MOSCOW -- A popular Kazakhstan newspaper owned by the former son-in-law of President Nursultan Nazarbayev was forced to close last week, its editors said, and was replaced with a new, similarly styled weekly run by a man close to the president. The switch is the latest chapter in a murky family feud that has brought Kazakhstan's commitment to democracy under increasing foreign criticism.

Several editors of Caravan, a weekly tabloid with a circulation of about 150,000, said in interviews that they were informed Monday that their printer would no longer produce the newspaper and that their landlords were evicting them from their offices.

In the meantime, a new company run by Zhanay Omarov, former press secretary for Nazarbayev, has moved into empty office space above Caravan's newsroom in Almaty, the editors said. The company has hired away most of Caravan's 800 employees and set to work on a paper of its own.

The first issue came out Friday under the masthead "We Choose Caravan, Caravan Chooses Us" and with a front-page design nearly identical to the old newspaper's. The new editors say their actions were legal and stemmed from mismanagement by Caravan's original leaders; other journalists see the move as a violation of property rights and freedom of speech.

"This is barbarism, this is simply shameless thievery in broad daylight," Galina Dyrdina, an editor at Respublika, an opposition newspaper, said by telephone from Kazakhstan. "A newspaper isn't just a business, it's intellectual property."

The original Caravan was part of the Alma Media publishing company, co-owned by Rakhat Aliyev, the ex-husband of Nazarbayev's daughter. During the marriage he built vast wealth in business, aided, many in Kazakhstan believed, by his connection to the presidential family. After Aliyev had an apparent falling-out with the president, Kazakh prosecutors charged him in May with involvement in kidnapping and organized crime, while he was on a diplomatic posting in Austria. Aliyev denies the charges. He was served with divorce papers in June.

On Wednesday, Austria refused to extradite Aliyev to Kazakhstan, saying he would not get a fair trial. The move was a rebuke to a government that has tried to depict itself as a Westward-looking democracy.

In May, Aliyev published a letter in Caravan claiming he was being persecuted by the Interior Ministry. Shortly after, a court agreed to shut down Caravan and a television channel also run by Aliyev. Caravan's editors said they struck a deal in which they promised to give up day-to-day editorial control, and to stop mentioning the case. In exchange, publication could continue.

That effectively gave the government de facto control over Caravan, according to its editor, Alexander Shukhov, who has run the paper from Vienna for the past six years.
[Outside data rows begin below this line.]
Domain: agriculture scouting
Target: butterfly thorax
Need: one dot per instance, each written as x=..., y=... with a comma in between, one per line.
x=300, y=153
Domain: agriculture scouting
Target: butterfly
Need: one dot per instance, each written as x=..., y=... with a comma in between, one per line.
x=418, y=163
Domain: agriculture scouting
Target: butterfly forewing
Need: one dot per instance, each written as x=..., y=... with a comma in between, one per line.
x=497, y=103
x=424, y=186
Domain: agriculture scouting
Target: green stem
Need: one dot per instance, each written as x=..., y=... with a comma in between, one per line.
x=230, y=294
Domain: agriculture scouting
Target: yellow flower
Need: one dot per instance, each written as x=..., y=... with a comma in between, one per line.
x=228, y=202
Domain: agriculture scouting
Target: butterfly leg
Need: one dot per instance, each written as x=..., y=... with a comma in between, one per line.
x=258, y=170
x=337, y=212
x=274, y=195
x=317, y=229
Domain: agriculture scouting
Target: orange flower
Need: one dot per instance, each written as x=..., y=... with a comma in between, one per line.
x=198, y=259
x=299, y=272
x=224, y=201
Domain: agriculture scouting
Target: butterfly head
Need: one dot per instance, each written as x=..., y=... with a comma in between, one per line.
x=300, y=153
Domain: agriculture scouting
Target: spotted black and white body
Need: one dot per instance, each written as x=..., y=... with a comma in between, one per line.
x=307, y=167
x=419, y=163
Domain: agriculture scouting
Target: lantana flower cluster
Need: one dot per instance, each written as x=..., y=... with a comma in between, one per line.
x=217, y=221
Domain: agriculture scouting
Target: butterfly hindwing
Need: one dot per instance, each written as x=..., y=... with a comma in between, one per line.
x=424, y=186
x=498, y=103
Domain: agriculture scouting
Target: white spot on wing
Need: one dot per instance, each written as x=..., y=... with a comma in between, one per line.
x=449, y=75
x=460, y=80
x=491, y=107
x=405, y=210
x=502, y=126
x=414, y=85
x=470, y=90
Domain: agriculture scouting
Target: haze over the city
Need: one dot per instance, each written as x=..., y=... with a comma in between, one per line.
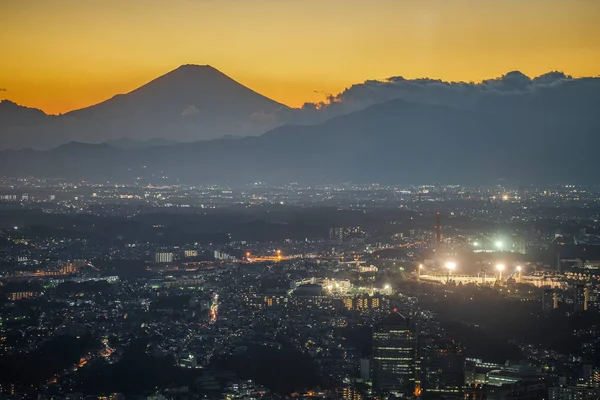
x=62, y=55
x=299, y=199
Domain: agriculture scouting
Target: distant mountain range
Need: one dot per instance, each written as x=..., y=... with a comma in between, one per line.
x=544, y=129
x=189, y=103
In the meantime, Caravan's old editors say, the authorities hatched a plan to establish legal control. "Rather than storming the castle, they decided to build a new one," Shukhov said in an e-mail.
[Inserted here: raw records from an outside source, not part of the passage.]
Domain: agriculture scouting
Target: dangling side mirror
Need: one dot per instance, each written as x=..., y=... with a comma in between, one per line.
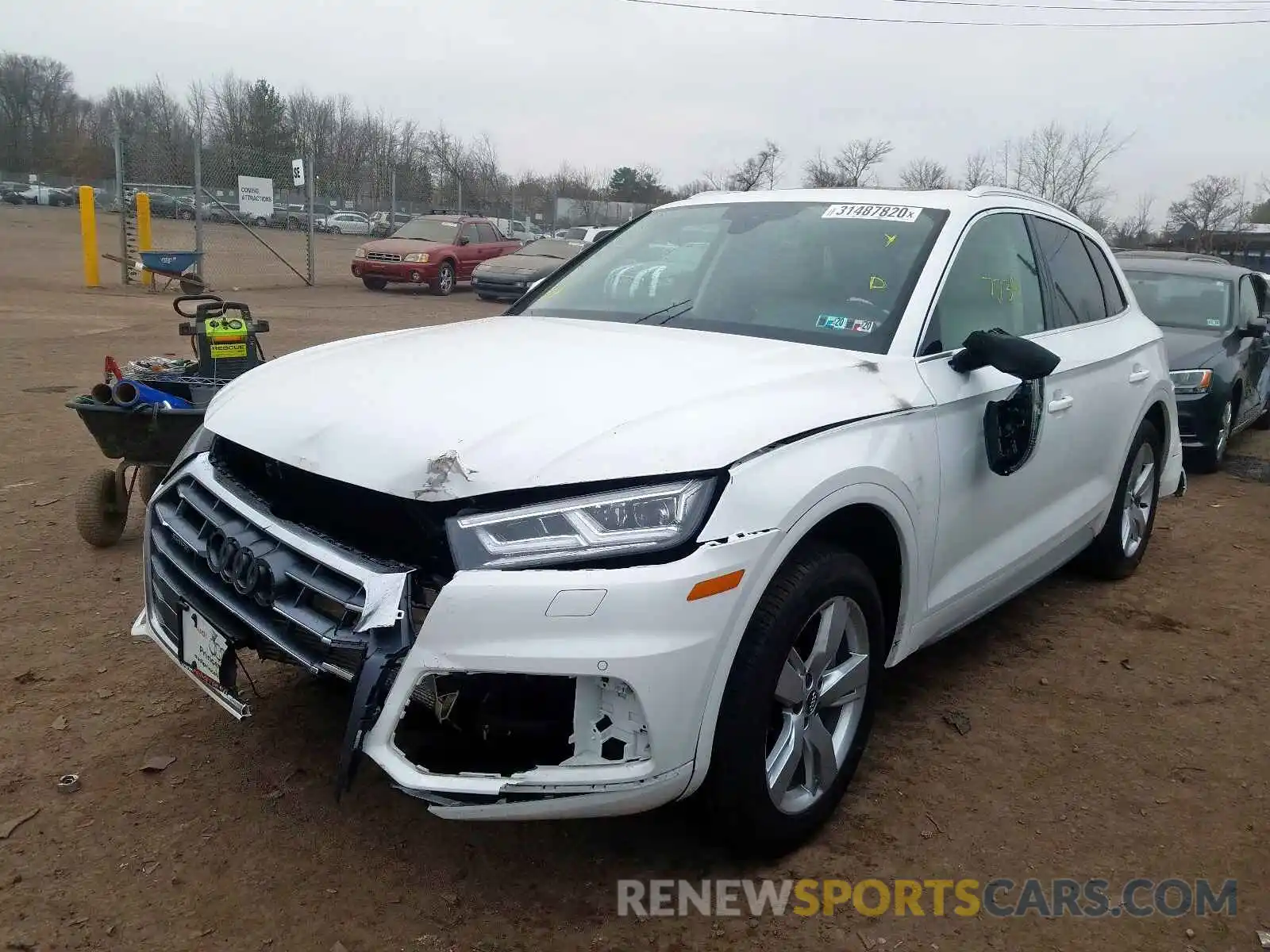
x=1013, y=425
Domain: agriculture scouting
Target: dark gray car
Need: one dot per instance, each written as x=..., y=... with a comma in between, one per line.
x=508, y=277
x=1214, y=323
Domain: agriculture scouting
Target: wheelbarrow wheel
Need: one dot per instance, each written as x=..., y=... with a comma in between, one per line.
x=149, y=480
x=99, y=513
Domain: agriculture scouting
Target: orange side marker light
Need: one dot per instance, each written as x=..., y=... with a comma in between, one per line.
x=717, y=585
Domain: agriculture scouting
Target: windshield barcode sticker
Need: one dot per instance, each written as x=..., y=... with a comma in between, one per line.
x=879, y=213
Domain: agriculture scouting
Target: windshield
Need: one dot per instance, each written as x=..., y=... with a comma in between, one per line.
x=808, y=272
x=1183, y=301
x=552, y=248
x=429, y=230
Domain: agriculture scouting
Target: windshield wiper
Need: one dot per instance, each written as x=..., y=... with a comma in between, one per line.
x=670, y=308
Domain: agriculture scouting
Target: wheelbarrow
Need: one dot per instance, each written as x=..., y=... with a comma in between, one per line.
x=145, y=440
x=173, y=266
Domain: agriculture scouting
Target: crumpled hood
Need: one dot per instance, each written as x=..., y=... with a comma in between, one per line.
x=516, y=403
x=520, y=266
x=402, y=247
x=1191, y=349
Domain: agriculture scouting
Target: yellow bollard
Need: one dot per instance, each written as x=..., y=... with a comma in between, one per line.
x=88, y=232
x=144, y=232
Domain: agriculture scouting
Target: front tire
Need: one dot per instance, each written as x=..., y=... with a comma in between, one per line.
x=444, y=281
x=799, y=704
x=1210, y=459
x=1119, y=547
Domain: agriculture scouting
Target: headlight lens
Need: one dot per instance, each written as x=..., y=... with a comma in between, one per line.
x=1191, y=381
x=622, y=522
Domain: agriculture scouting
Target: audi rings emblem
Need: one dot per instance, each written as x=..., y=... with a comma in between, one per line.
x=238, y=565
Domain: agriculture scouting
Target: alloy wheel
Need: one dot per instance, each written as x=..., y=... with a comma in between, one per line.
x=1140, y=498
x=818, y=704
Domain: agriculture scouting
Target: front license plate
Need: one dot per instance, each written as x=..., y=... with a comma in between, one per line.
x=206, y=654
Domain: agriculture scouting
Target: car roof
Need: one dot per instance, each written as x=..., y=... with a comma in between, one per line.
x=1175, y=255
x=962, y=202
x=1183, y=266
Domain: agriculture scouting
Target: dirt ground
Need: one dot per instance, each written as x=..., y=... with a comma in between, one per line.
x=1114, y=730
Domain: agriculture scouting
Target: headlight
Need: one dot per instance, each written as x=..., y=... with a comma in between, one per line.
x=622, y=522
x=1191, y=381
x=200, y=443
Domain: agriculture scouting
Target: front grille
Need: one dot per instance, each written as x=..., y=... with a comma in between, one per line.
x=361, y=520
x=314, y=609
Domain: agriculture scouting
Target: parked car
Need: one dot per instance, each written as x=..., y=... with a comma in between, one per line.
x=1214, y=323
x=437, y=251
x=381, y=226
x=222, y=213
x=44, y=194
x=1170, y=255
x=346, y=224
x=520, y=230
x=295, y=217
x=508, y=277
x=164, y=206
x=586, y=234
x=654, y=535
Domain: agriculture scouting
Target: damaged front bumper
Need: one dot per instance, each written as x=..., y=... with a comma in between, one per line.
x=514, y=695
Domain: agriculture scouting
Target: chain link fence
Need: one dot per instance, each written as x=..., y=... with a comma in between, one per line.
x=235, y=206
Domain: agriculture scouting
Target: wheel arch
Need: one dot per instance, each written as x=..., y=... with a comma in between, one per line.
x=872, y=511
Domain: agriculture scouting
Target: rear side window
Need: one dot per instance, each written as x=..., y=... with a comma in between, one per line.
x=1249, y=305
x=1077, y=290
x=1111, y=292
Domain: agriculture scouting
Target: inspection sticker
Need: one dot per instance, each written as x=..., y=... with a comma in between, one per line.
x=876, y=213
x=829, y=321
In a telephone interview from Kazakhstan, one of Shukhov's deputies, Georgy Kovalev, described walking into what had been empty sixth-floor office space Monday evening and discovering many of his employees furtively working on a newspaper that, he said, is a shameless duplicate of the old Caravan.

"You know, journalists are used to sharing secrets and such, and I was always well-informed about what the staff was up to," Kovalev said. "And honestly, when I finally found out about what was happening, I simply didn't know what to think."

Kovalev and another former deputy editor, Alexandra Kan, e-mailed photos of the new and old versions of Caravan to The Washington Post. On both, the word "Caravan" is in large type on the nameplate, with a yellow background and a red border.